Em 29 de julho de 1982, a estação espacial Salyut 6, um dos orgulhos do programa espacial soviético, encerrou sua jornada de quase cinco anos em órbita. Seu fim, no entanto, não foi um acidente, mas uma descida controlada e programada sobre a atmosfera terrestre, onde se desintegrou em segurança. A decisão de aposentar a estação, segundo reportagem do site Space.com, não veio de uma falha mecânica ou de obsolescência, mas de um problema persistente de mofo nos alojamentos da tripulação.

Este final prosaico contrasta fortemente com a importância estratégica da Salyut 6. Considerada a primeira estação espacial de "segunda geração", ela foi um laboratório orbital que não apenas sediou cinco missões tripuladas, mas redefiniu os parâmetros da permanência humana no espaço. Sua história é um capítulo fundamental para entender a arquitetura e a operação da Estação Espacial Internacional (ISS) de hoje.

Um salto para a segunda geração

A principal inovação da Salyut 6 foi a inclusão de uma segunda porta de acoplamento. A mudança, aparentemente simples, foi transformadora. Pela primeira vez, uma estação poderia receber uma nave de carga não tripulada (a Progress) para reabastecimento enquanto a tripulação principal permanecia a bordo. Isso quebrou o ciclo de missões curtas, limitadas pelos suprimentos que os cosmonautas levavam consigo no lançamento.

Essa capacidade logística permitiu missões muito mais longas, culminando em uma estadia recorde de 185 dias em 1981. O segundo porto também viabilizava a visita de outras tripulações, criando um modelo de revezamento e colaboração em órbita. A Salyut 6 provou que a presença humana contínua no espaço era logisticamente viável, um conceito que se tornaria a espinha dorsal de projetos futuros.

O eco na Estação Espacial Internacional

O legado da Salyut 6 é visível em toda a estrutura da ISS. As múltiplas portas de acoplamento para receber tripulações, naves de carga e módulos de expansão são uma herança direta do design soviético.
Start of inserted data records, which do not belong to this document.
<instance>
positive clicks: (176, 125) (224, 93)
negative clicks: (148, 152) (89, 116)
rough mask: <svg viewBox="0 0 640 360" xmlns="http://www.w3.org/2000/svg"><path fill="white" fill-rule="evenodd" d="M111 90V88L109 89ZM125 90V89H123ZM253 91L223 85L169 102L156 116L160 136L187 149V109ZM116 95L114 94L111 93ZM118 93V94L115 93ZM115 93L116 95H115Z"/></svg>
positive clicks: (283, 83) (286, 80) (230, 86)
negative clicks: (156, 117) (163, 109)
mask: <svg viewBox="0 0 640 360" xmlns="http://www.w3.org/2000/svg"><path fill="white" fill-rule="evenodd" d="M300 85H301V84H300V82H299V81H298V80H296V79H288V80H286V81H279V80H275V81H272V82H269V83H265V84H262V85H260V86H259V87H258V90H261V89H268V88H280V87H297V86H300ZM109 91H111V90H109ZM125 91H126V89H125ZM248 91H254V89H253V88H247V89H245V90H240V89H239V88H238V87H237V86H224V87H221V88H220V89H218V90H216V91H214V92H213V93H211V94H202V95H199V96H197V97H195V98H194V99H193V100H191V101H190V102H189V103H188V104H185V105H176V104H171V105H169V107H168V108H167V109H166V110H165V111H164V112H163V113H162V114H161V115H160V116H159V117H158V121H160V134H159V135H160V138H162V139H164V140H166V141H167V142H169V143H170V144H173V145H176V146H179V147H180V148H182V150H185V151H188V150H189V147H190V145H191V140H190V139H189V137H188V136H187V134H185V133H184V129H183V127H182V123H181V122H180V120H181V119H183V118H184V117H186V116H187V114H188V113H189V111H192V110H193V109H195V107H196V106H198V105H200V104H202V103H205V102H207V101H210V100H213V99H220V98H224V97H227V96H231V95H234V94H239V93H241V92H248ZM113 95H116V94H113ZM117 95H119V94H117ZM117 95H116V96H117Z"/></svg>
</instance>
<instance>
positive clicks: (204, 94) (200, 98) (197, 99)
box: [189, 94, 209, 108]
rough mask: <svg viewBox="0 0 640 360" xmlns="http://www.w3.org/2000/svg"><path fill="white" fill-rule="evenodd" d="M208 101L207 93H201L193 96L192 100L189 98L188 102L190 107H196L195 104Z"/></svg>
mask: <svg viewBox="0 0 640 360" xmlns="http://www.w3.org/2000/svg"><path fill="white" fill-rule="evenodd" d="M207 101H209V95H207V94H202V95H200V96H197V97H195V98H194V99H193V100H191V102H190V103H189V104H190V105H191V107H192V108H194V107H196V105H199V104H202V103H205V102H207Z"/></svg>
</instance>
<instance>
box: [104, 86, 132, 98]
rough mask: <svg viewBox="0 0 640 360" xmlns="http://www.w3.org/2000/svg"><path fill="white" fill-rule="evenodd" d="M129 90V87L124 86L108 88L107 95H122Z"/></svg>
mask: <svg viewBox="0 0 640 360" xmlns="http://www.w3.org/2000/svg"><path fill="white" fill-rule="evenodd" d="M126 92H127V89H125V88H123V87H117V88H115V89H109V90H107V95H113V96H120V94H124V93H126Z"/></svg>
As missões padrão de seis meses na ISS, hoje rotineiras, só são possíveis graças ao modelo de reabastecimento contínuo testado pela primeira vez com a Salyut 6.
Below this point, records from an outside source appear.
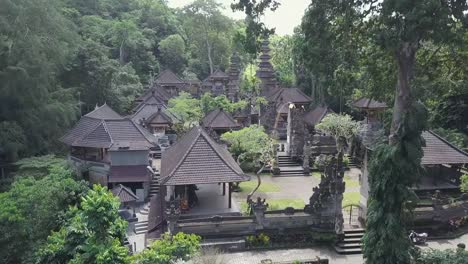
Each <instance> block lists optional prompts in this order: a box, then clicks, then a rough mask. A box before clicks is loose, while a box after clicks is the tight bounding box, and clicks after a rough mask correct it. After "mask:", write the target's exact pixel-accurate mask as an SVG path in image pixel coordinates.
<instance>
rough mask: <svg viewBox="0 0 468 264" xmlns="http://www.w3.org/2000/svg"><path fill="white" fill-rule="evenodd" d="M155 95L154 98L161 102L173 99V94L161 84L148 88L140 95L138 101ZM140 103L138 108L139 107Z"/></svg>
mask: <svg viewBox="0 0 468 264" xmlns="http://www.w3.org/2000/svg"><path fill="white" fill-rule="evenodd" d="M151 97H154V98H153V99H152V100H156V101H159V102H160V103H166V102H168V101H169V99H171V95H170V94H169V93H168V92H167V91H166V90H165V89H164V88H163V87H162V86H161V85H159V84H155V85H153V87H151V88H150V89H148V90H146V91H145V92H144V93H143V95H141V96H140V97H138V98H137V99H136V100H135V101H136V102H143V101H146V100H148V99H149V98H151ZM139 106H140V105H138V106H137V107H136V108H138V107H139Z"/></svg>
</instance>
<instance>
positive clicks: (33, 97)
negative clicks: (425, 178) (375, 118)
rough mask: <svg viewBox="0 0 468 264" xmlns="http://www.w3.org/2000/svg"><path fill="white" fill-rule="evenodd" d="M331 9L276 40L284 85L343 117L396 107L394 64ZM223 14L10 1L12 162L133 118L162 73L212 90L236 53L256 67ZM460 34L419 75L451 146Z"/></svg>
mask: <svg viewBox="0 0 468 264" xmlns="http://www.w3.org/2000/svg"><path fill="white" fill-rule="evenodd" d="M326 9H327V6H326V5H325V4H323V3H318V2H317V3H314V4H312V5H311V6H310V7H309V8H308V9H307V10H306V11H305V12H306V13H305V16H304V18H303V22H302V25H300V26H298V27H297V28H296V31H295V32H296V33H295V34H294V35H293V36H276V35H274V36H272V37H271V48H272V63H273V65H274V66H275V70H276V71H277V76H278V80H279V82H280V84H281V85H283V86H286V87H289V86H298V87H300V88H302V89H303V90H304V91H305V92H306V93H307V94H308V95H310V96H311V97H313V98H314V99H315V102H316V103H317V104H318V103H327V104H329V105H330V106H331V107H332V108H333V109H335V110H336V111H352V109H350V107H349V102H351V101H352V100H353V99H356V98H358V97H360V96H363V95H366V96H372V97H375V98H377V99H380V100H383V101H386V102H387V103H388V104H389V105H391V104H392V103H393V95H394V92H393V91H394V87H395V86H396V82H397V79H396V72H397V66H396V64H395V62H394V61H393V58H392V54H391V53H389V52H388V51H385V50H383V49H381V48H380V46H379V44H378V43H376V42H375V41H374V40H373V39H372V38H370V37H369V36H368V35H366V34H363V32H362V31H359V30H357V29H356V30H352V29H350V30H346V31H343V30H342V28H343V27H342V26H343V25H344V24H343V23H348V24H350V25H352V24H356V23H358V21H357V18H356V17H354V18H353V19H355V20H354V21H353V20H349V19H348V18H346V19H344V16H325V15H324V14H325V13H324V10H326ZM221 10H222V6H221V5H220V4H218V3H217V2H215V1H214V0H197V1H194V2H193V3H192V4H190V5H188V6H186V7H183V8H179V9H172V8H169V7H168V6H167V3H166V2H165V1H163V0H130V1H124V0H99V1H70V0H53V1H45V0H41V1H39V2H38V1H32V0H20V1H11V0H3V1H2V8H1V9H0V87H1V91H2V93H0V144H1V145H2V148H3V152H4V153H6V155H7V158H8V160H15V159H17V158H18V157H24V156H29V155H35V154H45V153H48V152H49V151H52V150H54V151H55V150H57V149H59V147H60V145H59V144H57V140H56V139H57V138H59V137H60V135H62V134H63V132H64V131H65V130H66V129H67V128H68V127H70V126H71V125H72V124H73V123H74V122H75V121H76V120H77V118H78V117H79V116H80V114H84V113H87V112H88V111H90V110H92V109H93V108H94V107H95V105H96V104H103V103H104V102H106V103H107V104H109V105H110V106H111V107H112V108H114V109H115V110H117V111H118V112H121V113H127V112H128V111H129V110H130V109H131V107H132V103H133V100H134V98H135V97H136V96H137V95H139V94H141V92H142V91H143V90H144V89H145V88H146V87H148V85H149V84H151V83H152V81H153V80H154V78H155V76H157V74H158V73H159V72H160V71H161V70H162V69H167V68H169V69H171V70H173V71H174V72H176V73H177V74H179V75H180V76H181V77H185V78H188V79H193V78H198V79H200V80H203V79H204V78H205V77H207V76H208V75H209V74H210V73H211V72H213V71H214V70H216V69H217V68H221V69H226V68H227V67H228V64H229V58H230V56H231V55H232V53H233V52H237V53H238V54H239V55H240V57H241V60H242V64H243V65H244V66H245V65H248V64H249V63H252V65H255V64H256V63H255V61H254V58H255V55H256V52H257V48H256V47H254V48H252V44H251V43H249V41H250V42H251V41H252V40H251V38H252V37H251V36H250V35H249V32H250V31H249V30H253V29H252V28H250V29H249V27H253V26H252V25H251V22H250V21H249V19H246V21H235V20H233V19H231V18H229V17H227V16H225V15H223V13H222V12H221ZM260 13H261V12H260ZM255 15H261V14H255ZM345 26H346V25H345ZM263 27H264V25H263ZM355 28H358V27H355ZM256 30H257V31H258V32H257V33H258V34H263V33H265V30H266V29H263V31H262V29H258V28H257V29H256ZM254 31H255V30H254ZM266 31H267V32H266V33H271V31H268V30H266ZM262 32H263V33H262ZM460 32H461V33H459V34H458V35H457V38H453V39H452V40H451V41H449V42H438V43H435V42H433V41H426V42H423V43H422V44H421V47H420V52H418V54H417V58H416V65H415V80H414V88H415V89H414V90H415V92H414V94H415V97H416V98H417V99H418V100H421V101H422V102H424V103H425V104H426V106H428V107H429V110H430V111H431V113H432V115H431V117H432V119H431V120H432V126H433V127H440V128H442V129H451V130H445V131H442V132H444V134H450V135H451V134H453V133H460V132H462V130H463V129H465V128H464V127H463V122H460V121H458V120H461V119H463V114H464V113H465V114H466V111H467V110H466V105H465V104H464V103H463V100H462V101H460V100H455V99H451V100H449V98H456V97H457V96H460V95H466V94H467V93H468V81H467V80H468V77H467V76H468V47H467V45H464V43H466V42H467V41H468V33H466V32H464V33H463V32H462V31H460ZM259 38H261V37H260V35H257V42H258V39H259ZM247 68H248V67H247ZM250 68H252V66H251V67H250ZM246 72H249V71H248V70H247V71H246ZM250 72H252V69H251V70H250ZM451 132H453V133H451ZM452 137H454V136H452ZM458 138H460V136H458ZM458 142H466V140H461V141H460V140H459V141H458ZM462 146H463V147H466V146H467V145H466V143H464V144H463V145H462Z"/></svg>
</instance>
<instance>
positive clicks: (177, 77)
mask: <svg viewBox="0 0 468 264" xmlns="http://www.w3.org/2000/svg"><path fill="white" fill-rule="evenodd" d="M155 82H156V83H157V84H160V85H180V84H185V82H184V81H183V80H182V79H180V78H179V77H178V76H177V75H176V74H175V73H173V72H172V71H171V70H169V69H167V70H164V71H162V72H161V73H160V74H159V75H158V78H156V81H155Z"/></svg>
Ainda que a estação americana Skylab também possuísse duas portas, foi o programa soviético que operacionalizou o conceito para sustentar uma presença de longo prazo. O fim da Salyut 6, causado por um problema biológico e não técnico, serve como um lembrete de que os desafios da vida em ambientes fechados e isolados são tão complexos quanto os desafios da engenharia aeroespacial.
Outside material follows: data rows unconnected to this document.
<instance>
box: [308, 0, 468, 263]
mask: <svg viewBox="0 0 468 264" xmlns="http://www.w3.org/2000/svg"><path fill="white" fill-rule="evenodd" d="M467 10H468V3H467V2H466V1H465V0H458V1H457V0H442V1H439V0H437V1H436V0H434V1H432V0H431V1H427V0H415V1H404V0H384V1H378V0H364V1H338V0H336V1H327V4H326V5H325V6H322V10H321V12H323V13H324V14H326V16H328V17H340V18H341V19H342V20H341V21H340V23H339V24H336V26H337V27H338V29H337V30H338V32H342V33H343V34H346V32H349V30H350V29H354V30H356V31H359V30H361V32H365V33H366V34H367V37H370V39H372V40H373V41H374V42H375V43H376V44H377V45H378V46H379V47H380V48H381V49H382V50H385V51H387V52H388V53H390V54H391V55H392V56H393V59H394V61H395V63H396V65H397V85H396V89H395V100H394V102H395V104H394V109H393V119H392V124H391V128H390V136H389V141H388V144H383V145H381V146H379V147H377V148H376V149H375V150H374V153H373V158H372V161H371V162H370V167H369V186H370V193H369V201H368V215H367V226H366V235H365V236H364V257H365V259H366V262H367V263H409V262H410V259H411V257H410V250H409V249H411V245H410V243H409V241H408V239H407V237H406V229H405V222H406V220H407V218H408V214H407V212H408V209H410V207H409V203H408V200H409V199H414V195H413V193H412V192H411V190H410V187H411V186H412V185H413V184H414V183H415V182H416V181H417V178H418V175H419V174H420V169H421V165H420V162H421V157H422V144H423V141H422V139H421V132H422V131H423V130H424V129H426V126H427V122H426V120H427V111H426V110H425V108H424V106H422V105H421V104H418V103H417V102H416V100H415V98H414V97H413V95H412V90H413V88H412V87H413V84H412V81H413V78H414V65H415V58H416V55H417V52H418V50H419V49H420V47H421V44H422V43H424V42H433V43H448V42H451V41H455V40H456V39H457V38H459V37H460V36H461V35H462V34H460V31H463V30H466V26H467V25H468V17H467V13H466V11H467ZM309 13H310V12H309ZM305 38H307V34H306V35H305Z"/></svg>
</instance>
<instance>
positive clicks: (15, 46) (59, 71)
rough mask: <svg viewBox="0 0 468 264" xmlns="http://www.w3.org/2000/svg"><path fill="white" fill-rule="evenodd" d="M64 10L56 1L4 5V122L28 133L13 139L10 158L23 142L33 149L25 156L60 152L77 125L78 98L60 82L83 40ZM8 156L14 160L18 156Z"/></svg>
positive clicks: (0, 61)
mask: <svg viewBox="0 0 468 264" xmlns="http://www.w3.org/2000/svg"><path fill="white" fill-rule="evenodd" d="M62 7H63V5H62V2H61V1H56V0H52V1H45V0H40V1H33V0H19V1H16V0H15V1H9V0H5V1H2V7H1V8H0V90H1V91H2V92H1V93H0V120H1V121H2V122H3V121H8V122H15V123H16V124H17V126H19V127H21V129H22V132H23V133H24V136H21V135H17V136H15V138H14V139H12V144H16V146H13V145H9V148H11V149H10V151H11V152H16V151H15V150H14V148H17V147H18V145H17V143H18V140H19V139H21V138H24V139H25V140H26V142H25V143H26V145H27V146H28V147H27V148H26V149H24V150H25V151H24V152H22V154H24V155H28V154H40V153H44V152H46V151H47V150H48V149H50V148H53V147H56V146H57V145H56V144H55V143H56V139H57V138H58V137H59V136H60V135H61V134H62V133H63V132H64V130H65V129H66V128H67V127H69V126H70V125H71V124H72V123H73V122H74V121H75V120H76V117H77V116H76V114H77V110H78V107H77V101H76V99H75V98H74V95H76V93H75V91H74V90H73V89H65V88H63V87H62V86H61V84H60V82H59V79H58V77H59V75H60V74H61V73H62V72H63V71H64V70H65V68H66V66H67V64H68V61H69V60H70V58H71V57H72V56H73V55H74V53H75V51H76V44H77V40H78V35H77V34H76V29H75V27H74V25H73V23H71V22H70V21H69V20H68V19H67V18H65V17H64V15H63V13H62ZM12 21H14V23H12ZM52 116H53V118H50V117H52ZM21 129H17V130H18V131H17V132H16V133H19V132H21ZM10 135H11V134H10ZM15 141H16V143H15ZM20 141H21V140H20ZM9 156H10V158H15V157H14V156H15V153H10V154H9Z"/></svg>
Quatro décadas depois, a queda da Salyut 6 não representa um fracasso, mas uma transição planejada. A estação cumpriu sua missão, testou os limites da época e abriu caminho para suas sucessoras, como a Mir e a própria ISS. Sua história encapsula a dualidade da exploração espacial: feitos de engenharia monumental confrontados por problemas surpreendentemente mundanos.